2004

  • Opinion 2004-3
    Summary: It is normally permissible for a municipal Solicitor to represent the municipality before its Zoning Board of Appeals even though the Solicitor represents the Zoning Board of Appeals in other matters. However, there are circumstances, such as a conflict of interest or a personal relationship with Board members, that may preclude such representation.
  • Opinion 2004-2
    Summary: Lawyer represents a joint venture AB, consisting of A and B, in certain litigation and also represents A individually. Lawyer inquires whether she may represent third party C in a suit against B that is unrelated to the business of AB. Before taking C’s case, Lawyer must first determine whether, in the course of representing AB, she has either established an attorney-client relationship with B individually or has undertaken a fiduciary duty to B that would preclude suing B. If she represents B, or has such a fiduciary duty to B, Lawyer may not bring a suit against B on behalf of C without obtaining the consent of both B and C.

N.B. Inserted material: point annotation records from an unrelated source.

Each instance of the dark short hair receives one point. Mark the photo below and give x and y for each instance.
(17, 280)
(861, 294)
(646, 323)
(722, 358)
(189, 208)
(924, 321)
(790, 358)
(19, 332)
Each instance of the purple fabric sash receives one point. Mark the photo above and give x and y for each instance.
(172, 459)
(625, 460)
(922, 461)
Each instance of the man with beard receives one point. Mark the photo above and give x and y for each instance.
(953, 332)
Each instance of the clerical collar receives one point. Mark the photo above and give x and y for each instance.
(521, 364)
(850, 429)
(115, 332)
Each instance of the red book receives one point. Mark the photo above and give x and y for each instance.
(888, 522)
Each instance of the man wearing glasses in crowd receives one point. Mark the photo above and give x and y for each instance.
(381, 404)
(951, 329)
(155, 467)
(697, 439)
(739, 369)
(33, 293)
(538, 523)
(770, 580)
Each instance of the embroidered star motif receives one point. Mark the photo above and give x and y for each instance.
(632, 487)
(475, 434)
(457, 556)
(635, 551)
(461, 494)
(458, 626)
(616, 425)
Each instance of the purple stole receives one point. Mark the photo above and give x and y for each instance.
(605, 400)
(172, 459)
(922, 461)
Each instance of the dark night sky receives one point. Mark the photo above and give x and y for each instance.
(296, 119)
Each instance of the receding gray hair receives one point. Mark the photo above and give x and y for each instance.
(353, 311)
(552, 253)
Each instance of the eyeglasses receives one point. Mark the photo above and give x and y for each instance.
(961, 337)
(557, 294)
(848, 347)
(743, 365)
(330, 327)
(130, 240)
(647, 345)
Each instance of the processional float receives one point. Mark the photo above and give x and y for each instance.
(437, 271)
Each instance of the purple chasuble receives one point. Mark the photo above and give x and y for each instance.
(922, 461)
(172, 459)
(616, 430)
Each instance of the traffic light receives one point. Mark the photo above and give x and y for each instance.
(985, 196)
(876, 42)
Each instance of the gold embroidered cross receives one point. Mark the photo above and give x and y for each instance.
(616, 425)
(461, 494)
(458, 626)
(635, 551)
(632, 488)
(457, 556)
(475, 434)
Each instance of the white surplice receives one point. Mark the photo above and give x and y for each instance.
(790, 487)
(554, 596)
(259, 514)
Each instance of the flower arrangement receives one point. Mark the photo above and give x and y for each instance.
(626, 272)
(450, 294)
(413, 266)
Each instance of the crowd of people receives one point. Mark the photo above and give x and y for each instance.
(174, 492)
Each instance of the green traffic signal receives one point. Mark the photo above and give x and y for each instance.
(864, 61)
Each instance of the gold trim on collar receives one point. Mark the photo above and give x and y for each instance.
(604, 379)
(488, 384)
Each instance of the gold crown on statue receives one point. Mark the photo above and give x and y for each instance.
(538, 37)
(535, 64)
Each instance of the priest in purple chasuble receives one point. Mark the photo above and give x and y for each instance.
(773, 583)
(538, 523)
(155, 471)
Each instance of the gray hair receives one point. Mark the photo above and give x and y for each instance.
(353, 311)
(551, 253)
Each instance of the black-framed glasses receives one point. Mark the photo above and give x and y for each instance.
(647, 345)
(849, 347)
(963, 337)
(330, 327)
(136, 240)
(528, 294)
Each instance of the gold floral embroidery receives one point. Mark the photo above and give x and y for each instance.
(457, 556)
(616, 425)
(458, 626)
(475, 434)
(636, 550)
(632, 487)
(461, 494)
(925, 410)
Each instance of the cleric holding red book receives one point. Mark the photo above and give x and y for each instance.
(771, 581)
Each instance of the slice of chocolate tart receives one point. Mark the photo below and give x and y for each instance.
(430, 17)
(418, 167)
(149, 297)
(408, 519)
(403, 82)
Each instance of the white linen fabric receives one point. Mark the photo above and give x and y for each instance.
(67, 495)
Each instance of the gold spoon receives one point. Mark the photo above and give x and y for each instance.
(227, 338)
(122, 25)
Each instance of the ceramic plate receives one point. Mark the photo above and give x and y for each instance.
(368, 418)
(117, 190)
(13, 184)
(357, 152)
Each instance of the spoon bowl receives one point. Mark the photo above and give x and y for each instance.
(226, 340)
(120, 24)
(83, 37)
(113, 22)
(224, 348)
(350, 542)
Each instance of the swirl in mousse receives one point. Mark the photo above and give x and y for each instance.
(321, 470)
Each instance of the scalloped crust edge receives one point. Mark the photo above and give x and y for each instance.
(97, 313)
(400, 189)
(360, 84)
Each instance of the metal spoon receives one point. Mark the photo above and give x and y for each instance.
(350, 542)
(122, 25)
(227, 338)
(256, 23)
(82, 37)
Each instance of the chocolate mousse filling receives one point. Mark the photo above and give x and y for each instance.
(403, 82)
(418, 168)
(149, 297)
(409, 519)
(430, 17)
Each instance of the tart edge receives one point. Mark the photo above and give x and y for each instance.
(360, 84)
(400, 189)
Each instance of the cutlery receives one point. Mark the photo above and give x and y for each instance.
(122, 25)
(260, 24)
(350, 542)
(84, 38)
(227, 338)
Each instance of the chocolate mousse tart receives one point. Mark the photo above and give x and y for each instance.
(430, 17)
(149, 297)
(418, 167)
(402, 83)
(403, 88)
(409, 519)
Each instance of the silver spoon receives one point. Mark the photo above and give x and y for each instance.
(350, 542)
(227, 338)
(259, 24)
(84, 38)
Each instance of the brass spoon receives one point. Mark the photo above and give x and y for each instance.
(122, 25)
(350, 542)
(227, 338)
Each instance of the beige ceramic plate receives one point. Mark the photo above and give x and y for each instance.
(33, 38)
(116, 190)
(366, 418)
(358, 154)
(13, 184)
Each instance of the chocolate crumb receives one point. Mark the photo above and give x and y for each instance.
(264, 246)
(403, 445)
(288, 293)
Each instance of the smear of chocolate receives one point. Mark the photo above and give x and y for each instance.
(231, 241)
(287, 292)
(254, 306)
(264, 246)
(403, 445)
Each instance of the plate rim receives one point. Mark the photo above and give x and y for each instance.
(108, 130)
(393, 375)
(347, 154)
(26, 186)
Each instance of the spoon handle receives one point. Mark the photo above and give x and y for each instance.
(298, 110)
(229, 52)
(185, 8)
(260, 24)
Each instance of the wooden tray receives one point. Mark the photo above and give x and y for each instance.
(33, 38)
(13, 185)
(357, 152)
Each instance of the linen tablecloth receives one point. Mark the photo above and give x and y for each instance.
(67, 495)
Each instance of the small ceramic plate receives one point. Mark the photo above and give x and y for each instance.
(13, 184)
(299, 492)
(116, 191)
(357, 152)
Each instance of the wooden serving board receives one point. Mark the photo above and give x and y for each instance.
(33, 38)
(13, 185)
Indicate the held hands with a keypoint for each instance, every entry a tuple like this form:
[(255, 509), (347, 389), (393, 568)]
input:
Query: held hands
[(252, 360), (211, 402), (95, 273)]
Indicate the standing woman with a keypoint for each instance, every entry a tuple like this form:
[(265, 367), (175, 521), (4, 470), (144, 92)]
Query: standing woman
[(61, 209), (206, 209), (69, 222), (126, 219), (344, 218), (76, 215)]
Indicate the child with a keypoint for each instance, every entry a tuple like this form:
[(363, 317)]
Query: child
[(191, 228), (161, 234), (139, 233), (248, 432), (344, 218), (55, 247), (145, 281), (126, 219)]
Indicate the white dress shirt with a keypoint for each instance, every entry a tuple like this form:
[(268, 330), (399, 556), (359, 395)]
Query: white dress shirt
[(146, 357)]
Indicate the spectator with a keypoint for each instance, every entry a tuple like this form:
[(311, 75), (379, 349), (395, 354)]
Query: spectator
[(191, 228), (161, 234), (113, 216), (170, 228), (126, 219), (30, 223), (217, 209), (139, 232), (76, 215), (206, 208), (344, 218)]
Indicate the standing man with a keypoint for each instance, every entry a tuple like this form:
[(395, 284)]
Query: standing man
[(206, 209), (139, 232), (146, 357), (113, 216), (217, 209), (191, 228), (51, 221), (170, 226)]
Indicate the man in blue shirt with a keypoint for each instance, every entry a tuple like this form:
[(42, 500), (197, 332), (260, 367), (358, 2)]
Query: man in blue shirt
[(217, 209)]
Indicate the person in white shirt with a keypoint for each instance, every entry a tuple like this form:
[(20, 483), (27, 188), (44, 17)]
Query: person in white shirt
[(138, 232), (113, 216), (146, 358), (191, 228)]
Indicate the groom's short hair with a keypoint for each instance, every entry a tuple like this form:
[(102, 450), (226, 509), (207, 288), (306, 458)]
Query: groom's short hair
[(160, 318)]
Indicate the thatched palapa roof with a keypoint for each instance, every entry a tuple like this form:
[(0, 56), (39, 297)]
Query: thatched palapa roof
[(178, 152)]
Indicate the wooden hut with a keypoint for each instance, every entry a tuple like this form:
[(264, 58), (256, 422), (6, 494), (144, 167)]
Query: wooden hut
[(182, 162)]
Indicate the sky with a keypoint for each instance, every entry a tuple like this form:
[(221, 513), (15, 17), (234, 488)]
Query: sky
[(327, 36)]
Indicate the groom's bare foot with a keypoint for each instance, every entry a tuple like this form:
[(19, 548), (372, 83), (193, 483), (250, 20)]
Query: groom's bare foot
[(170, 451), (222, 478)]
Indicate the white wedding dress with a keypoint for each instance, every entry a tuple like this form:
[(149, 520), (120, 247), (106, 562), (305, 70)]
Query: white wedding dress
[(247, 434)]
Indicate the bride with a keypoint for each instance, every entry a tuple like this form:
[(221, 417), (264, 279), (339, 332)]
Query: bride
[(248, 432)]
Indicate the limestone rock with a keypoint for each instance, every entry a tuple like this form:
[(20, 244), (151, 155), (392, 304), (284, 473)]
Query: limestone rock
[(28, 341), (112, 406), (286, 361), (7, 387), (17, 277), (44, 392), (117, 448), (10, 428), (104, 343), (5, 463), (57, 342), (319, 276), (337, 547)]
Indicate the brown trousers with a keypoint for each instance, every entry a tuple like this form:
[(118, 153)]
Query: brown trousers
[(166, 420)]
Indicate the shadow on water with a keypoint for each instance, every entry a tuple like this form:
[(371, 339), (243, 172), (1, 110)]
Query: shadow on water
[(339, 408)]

    Next, Lawyer must consider whether bringing suit against B might impair her ability to represent AB in the pending litigation by undermining her ability to obtain B’s cooperation in the suit. Lawyer must also consider whether pursuing C’s claim might require attachment of B’s interest in AB and thus involve impermissible use of AB’s confidential information. Finally, Lawyer must consider whether C’s lawsuit against B might have such an impact on the financial interests of AB or A that her representation of C would be materially limited. If any of these possibilities seem likely, Lawyer cannot undertake the proposed representation without meeting the consent and reasonableness requirements of Rule 1.7(b)(1) and (2).

  • Opinion 2004-1
    Summary: A lawyer discharged by a client should normally turn over the client’s file to a new attorney when requested to do so. When circumstances indicate that the client may not have had the capacity to make an adequately considered decision to discharge the lawyer, the lawyer should take further steps to ascertain whether the discharge represents the client’s real wishes. Moreover, if the lawyer concludes that the client did not have such capacity and if the lawyer reasonably believes that the client is at risk of substantial harm, physical, mental, financial, or otherwise, the lawyer may consult with family members in order to protect the client’s interests and may disclose confidential information of the client to family members, but only to the extent necessary to protect client’s interests.